In spite of the uncertainties as to what is to become of Tunisia and its environment, this national Revolution looks like a broader event that cracked a numb geo-political order. The event unlocked the fortress of a State deemed stable and outplayed a political-financial management system which, not limited to the State confines, stretched well beyond it.  It broke the purring confidence which used to lubricate agreements and profits and disturbed the tranquility of a lazy balance. Like an earthquake with unpredictable replicas, the Tunisian explosion foreshadowed unknown changes, making phenomena thought to stand miles away from one another move closer, coupling seemingly irreconcilable horizons. By crystallizing a conflation between local events and an international audience, revealing the fusion of individual aspirations to democracy and world empathy, that political liberation has disclosed connections that prefigure a re-composition of social relations and, may be, the physiognomy of planetary regional groupings.

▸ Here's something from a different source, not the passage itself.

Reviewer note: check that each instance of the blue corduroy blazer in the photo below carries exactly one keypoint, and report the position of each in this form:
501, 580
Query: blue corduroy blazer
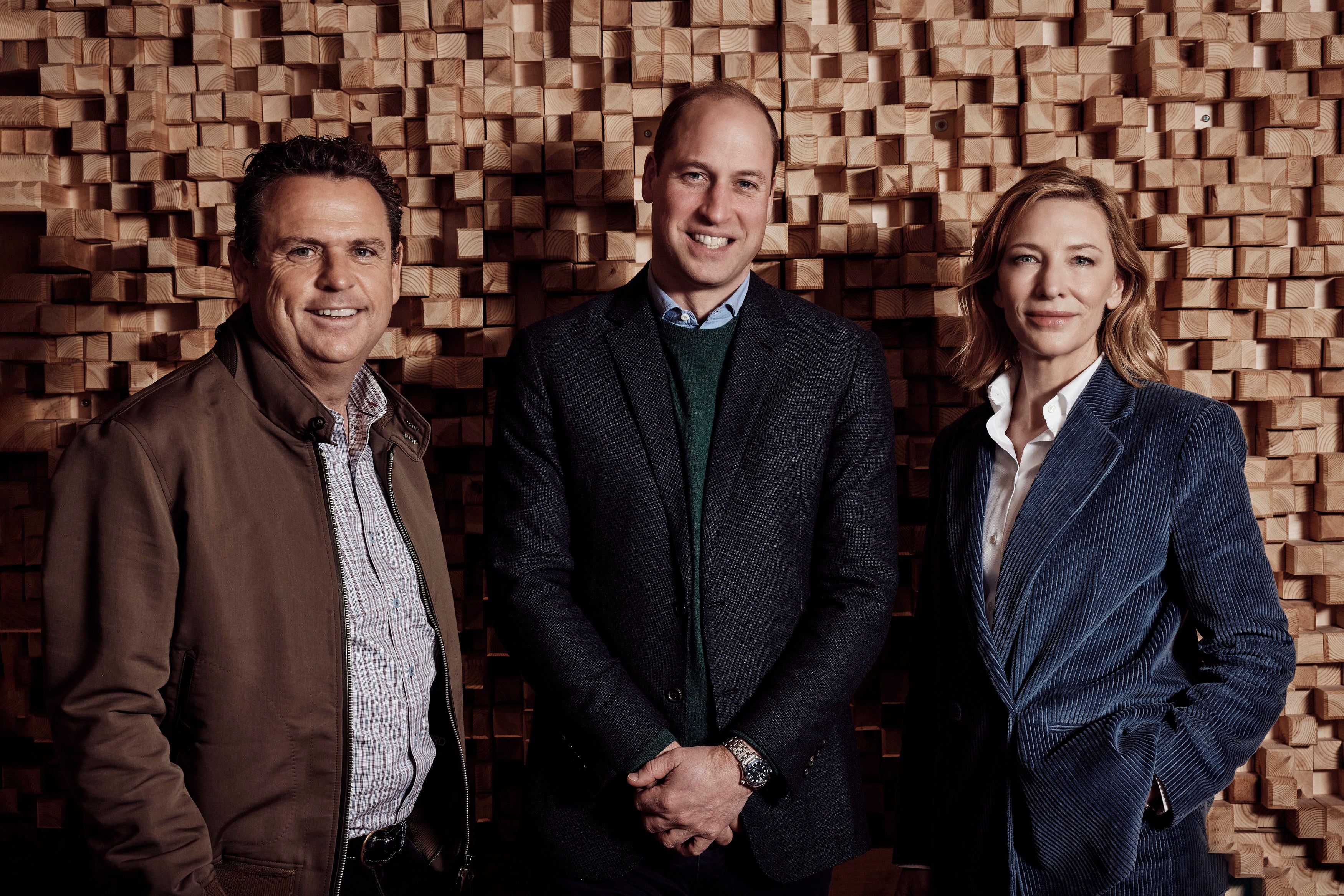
1137, 633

At the time when murderous dramas are enacted in Yemen, Libya, Bahrain, and Syria, and when the ground swell of revolts for freedom continues in blood and shilly-shallying, these historian’s reflections on a revolutionary segment may seem derisive. They are most certainly temporary and, with the impossibility of writing such history in the making, they testify to the complexity of the issues re-energized by revolutionary inload. Not only does the oxygen generated by that mysterious tectonic destabilize a frozen image of countries thought to be predictable, but it also involves the fear of the advent of impromptu rules and unexpected partners. Like fear, when pressure changes places, the reversal of the battle of wills begets, for a while, contradictory possibles.  Can one foresee the effects of an emotional impact still persistent in areas where people are still dying?  For the moment, in the face of the hesitancy of the leaders from the Northern countries and the concern of the political and economic circles they contributed to create, new actors are entering the stage and changing the new state of affairs. Though reluctant, men and women, from those countries subjected to an order that has become unbearable, still keep a gleam of hope for changes one wishes to be irreversibly on their way to a more democratic life, in Tunisia as elsewhere.

In the manner of a sphinx, the Tunisian Revolution has not revealed all its enigmas.